Depuis toujours, je rêve de devenir fermier comme mon grand-père qui m’a refilé le virus. Depuis 1995, je développe une activité de culture de potirons qui est aujourd’hui en conversion vers le maraichage bio avec des haricots, courgettes et bientôt d’autres légumes. Evidemment, en plus des difficultés liées au métier lui-même, devenir fermier lorsqu’on ne dispose d’aucun matériel ni de bâtiments n’est pas simple, à moins d’avoir gagné au lotto. La plus grosse difficulté est pourtant ailleurs: l’accès à la terre! Voyez plutôt…
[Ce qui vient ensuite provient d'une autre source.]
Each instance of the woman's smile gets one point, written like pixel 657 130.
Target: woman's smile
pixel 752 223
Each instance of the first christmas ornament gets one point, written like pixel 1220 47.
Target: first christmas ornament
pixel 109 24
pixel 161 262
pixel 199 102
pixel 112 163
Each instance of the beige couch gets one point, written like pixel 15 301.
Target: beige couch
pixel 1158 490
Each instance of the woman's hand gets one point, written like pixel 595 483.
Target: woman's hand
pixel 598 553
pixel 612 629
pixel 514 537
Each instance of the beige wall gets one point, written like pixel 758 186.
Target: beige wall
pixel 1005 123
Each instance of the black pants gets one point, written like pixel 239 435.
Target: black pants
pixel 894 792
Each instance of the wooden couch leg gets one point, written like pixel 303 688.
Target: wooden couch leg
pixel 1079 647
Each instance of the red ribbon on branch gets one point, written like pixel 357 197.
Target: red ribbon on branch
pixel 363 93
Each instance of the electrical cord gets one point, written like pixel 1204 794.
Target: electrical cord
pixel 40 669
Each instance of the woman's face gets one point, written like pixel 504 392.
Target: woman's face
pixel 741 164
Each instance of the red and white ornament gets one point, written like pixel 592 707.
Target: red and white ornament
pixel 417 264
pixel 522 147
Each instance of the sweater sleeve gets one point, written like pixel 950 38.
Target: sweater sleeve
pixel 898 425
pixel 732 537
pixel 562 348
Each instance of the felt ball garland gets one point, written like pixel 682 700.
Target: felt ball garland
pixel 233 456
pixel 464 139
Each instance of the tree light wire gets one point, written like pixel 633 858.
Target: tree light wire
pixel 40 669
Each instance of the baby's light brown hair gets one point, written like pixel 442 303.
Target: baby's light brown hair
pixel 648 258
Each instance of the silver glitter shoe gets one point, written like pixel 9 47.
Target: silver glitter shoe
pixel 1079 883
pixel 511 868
Je suis propriétaire de 2 hectares et demi de terres occupées sous le régime du bail à ferme et j’en ai besoin. Pour rompre ce bail, il faut que je sois agriculteur à titre principal (aussi bien au niveau de mon temps de travail que de mes revenus). Difficile à réaliser sans disposer de terres stables…
Ne pouvant pas récupérer ces terres, j’ai loué des parcelles à l’année. Comme une certification bio ne peut s’envisager que sur une occupation à long terme, ma conversion était inenvisageable.
En 2012, j’ai eu l’opportunité de louer une parcelle de 80 ares à proximité de mon siège d’exploitation à Braine-l’Alleud, puis une autre de 40 ares. Comme le bail à ferme est un véritable épouvantail pour les propriétaires, j’y ai signé une convention d’occupation précaire reconductible d’année en année. J’ai donc entamé la conversion de ces parcelles vers le bio.
Malheureusement, la Commune Braine-l’Alleud a décidé de racheter la plus grande parcelle au prix fort (2x le prix du marché) en exigeant mon éviction au préalable. Résultat: je perds la moitié de la superficie de mon exploitation et ma certification bio que j’avais fraîchement et durement obtenue. De plus, comme je n’avais pas pu maintenir mes parcelles en bio durant le minimum requis de 5 ans, j’ai du rembourser l’ensemble des primes perçues pour ma conversion.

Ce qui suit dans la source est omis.